Acknowledgements : Business Day
BY NTSAKISI MASWANGANYI , 01 APRIL 2016, 05:53
THE producer price index (PPI), which measures the cost of goods as they leave the factory, accelerated 8.1% in February compared with a year ago, Statistics SA data showed on Thursday.
This spike raises concerns about the possible increase in general inflation as producers pass the costs to already struggling consumers.
The strong rise in producer inflation was driven mainly by higher food prices, particularly meat and fish, petroleum, transport equipment, and machinery prices. Food prices are rising after a severe drought last year caused production shortages and necessitated imports, which are more expensive because of a weak rand.
The cost of a basket of basic food items had risen about 10.9% in nominal terms from February last year to February this year, National Agricultural Marketing Council research found.
A combination of rising food prices and the effect of a sustained weak rand would likely continue to keep producer inflation elevated throughout the year, BNP Paribas Securities economist Jeff Schultz said.
Stats SA also released the PPIs for agriculture, forestry and fishing; intermediate manufactured goods, electricity and water, and mining.
Agriculture, forestry and fishing inflation was a high 24.9% year on year in February compared with 23.6% in January. Prices of agricultural products have been rising due to the severe drought.
More price increases are still expected as the effects of the drought continue to be felt.
Electricity and water inflation was 12.6% year on year in February from 11.6% in January on higher electricity and water costs. Municipalities will raise electricity and water tariffs in the next few months, a development that will affect future producer inflation numbers. The National Energy Regulator of SA has granted Eskom permission to increase electricity tariffs 9.4%.
Meanwhile, there was some positive news, as trade data released by the South African Revenue Service showed that the trade gap narrowed strongly to R1.1bn from R18bn in January as the growth in exports far outweighed that of imports. The data suggests that demand in SA’s trade partner countries is picking up and that the weak rand is curbing demand for imports.
Exports jumped 27% to R90.7bn while imports rose 2.7% to R91.75bn. Vehicles, precious metals, machinery and electronics, and vegetable products exports increased, while those for mineral products fell.

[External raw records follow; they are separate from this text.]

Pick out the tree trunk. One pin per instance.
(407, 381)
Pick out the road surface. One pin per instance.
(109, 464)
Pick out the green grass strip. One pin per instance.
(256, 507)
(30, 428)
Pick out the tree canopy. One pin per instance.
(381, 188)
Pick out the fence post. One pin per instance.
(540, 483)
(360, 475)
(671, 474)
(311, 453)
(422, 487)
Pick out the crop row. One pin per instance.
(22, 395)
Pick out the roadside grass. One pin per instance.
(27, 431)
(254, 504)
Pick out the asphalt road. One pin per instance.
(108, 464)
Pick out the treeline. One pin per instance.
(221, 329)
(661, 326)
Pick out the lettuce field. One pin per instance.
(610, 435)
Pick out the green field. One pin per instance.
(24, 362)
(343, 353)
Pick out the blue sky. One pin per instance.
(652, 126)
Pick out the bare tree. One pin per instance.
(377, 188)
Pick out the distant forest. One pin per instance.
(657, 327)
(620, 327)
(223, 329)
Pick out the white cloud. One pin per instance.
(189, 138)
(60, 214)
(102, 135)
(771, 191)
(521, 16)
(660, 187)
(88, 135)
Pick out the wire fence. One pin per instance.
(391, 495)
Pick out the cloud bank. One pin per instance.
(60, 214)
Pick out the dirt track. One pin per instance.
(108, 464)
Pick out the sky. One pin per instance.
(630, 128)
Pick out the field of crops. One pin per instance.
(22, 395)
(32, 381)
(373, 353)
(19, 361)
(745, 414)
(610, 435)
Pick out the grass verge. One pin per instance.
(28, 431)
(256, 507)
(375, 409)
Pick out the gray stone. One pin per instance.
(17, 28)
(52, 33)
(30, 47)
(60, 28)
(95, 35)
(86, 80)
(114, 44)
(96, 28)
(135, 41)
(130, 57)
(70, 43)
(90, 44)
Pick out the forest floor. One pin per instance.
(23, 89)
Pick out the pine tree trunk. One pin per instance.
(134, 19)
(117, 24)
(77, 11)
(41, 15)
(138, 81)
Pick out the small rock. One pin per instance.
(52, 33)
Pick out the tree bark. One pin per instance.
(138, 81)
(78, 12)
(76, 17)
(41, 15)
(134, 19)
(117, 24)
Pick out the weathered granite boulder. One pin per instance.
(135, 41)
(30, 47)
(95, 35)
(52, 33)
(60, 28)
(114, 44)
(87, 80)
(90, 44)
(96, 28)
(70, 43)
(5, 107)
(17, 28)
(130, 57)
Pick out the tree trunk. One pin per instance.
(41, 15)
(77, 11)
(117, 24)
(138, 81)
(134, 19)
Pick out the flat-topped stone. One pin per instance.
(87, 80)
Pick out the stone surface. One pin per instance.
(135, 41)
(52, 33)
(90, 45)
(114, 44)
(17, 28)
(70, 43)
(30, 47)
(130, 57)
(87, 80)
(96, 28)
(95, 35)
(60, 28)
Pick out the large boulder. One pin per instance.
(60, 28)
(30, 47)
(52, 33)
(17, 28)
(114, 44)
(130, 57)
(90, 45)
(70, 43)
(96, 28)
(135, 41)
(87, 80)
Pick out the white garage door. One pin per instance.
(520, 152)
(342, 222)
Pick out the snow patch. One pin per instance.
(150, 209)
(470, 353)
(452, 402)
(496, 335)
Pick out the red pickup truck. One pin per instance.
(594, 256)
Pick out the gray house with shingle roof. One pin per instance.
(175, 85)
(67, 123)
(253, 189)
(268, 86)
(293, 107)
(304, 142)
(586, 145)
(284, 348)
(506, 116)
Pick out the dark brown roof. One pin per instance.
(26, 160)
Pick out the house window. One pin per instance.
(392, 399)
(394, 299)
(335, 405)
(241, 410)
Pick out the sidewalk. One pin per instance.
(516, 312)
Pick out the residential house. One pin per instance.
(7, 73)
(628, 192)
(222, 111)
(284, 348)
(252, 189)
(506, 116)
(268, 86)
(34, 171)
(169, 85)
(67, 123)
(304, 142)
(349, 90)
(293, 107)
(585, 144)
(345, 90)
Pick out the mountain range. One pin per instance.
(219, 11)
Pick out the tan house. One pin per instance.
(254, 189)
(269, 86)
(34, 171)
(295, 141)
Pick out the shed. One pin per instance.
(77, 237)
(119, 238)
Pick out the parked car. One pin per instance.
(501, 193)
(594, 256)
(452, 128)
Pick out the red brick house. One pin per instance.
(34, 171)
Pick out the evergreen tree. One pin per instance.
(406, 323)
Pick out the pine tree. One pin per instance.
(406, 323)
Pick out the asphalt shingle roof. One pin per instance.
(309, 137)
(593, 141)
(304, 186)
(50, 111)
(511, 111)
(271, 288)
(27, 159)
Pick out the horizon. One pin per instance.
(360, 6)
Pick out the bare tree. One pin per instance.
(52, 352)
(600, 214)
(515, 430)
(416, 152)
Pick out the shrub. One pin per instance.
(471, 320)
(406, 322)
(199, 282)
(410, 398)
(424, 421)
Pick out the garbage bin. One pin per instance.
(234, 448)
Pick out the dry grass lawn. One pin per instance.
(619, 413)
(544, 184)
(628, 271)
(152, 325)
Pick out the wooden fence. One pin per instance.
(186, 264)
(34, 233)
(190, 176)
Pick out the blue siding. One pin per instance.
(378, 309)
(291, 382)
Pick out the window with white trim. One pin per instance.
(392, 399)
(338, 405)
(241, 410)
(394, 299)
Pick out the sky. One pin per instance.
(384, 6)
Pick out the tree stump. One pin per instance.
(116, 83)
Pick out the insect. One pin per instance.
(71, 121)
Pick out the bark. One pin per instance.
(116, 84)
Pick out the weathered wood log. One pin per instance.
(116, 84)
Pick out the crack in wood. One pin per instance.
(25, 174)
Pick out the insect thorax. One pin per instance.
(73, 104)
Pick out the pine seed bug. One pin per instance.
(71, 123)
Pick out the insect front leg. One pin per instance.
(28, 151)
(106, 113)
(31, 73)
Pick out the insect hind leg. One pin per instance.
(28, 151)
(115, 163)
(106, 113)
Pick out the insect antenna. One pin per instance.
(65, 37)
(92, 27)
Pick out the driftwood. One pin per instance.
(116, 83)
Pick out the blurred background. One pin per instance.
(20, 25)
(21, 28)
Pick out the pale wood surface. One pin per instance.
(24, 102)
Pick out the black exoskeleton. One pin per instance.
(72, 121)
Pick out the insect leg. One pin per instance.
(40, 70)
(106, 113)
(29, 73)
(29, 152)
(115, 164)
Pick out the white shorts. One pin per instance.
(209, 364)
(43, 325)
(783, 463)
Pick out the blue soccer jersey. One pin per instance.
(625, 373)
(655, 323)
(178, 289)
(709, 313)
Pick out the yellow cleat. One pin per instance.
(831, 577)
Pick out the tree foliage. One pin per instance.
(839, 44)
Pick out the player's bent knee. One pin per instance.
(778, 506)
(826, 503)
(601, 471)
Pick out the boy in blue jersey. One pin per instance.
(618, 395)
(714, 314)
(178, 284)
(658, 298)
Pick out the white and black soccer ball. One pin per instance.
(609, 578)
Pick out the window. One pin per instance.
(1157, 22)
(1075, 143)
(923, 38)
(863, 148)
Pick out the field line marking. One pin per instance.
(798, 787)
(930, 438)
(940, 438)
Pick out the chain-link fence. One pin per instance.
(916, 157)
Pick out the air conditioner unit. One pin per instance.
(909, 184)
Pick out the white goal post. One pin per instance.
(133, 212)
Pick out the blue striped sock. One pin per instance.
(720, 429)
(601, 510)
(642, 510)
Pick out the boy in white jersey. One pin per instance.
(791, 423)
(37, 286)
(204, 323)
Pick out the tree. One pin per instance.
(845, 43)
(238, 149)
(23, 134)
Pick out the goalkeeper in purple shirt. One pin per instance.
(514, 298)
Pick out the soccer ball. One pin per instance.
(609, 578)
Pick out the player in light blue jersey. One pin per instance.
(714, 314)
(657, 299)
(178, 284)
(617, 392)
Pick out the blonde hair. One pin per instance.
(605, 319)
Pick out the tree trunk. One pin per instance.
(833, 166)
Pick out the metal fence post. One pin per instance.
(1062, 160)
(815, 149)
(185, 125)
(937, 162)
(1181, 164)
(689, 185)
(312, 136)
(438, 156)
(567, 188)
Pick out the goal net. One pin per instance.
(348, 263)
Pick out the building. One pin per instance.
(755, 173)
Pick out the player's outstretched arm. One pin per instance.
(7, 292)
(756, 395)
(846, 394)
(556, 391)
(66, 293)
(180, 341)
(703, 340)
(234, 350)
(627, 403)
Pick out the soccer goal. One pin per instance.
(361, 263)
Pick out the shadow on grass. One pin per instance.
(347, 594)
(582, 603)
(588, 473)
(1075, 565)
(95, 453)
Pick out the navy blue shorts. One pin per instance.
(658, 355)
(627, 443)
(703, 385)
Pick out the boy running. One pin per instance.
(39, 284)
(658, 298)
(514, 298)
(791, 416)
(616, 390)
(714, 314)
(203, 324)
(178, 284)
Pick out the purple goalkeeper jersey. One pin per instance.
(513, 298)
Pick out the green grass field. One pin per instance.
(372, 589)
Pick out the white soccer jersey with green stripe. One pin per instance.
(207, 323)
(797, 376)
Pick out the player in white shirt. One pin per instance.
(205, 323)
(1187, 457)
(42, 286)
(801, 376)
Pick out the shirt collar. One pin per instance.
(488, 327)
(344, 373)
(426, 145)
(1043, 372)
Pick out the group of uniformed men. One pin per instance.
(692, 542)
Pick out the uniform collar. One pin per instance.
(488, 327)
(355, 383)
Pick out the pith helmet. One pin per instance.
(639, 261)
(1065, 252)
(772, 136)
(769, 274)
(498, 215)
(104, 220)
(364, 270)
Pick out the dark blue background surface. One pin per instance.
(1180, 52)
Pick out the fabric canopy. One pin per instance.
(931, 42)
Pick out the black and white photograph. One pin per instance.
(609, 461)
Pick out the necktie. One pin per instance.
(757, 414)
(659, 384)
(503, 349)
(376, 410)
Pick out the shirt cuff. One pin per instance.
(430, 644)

Although it was unlikely that the strong pace of export growth would be sustained, it was still “a positive sign of life” from an economy on the edge of a recession, Capital Economics Africa economist John Ashbourne said.
SA imported more vehicle and transport equipment, equipment components, textiles and vegetable products.
Machinery and electronics, and mineral product imports including crude oil, fell. The cumulative trade deficit for this year is R19bn — 38.5% lower than the shortfall recorded last year.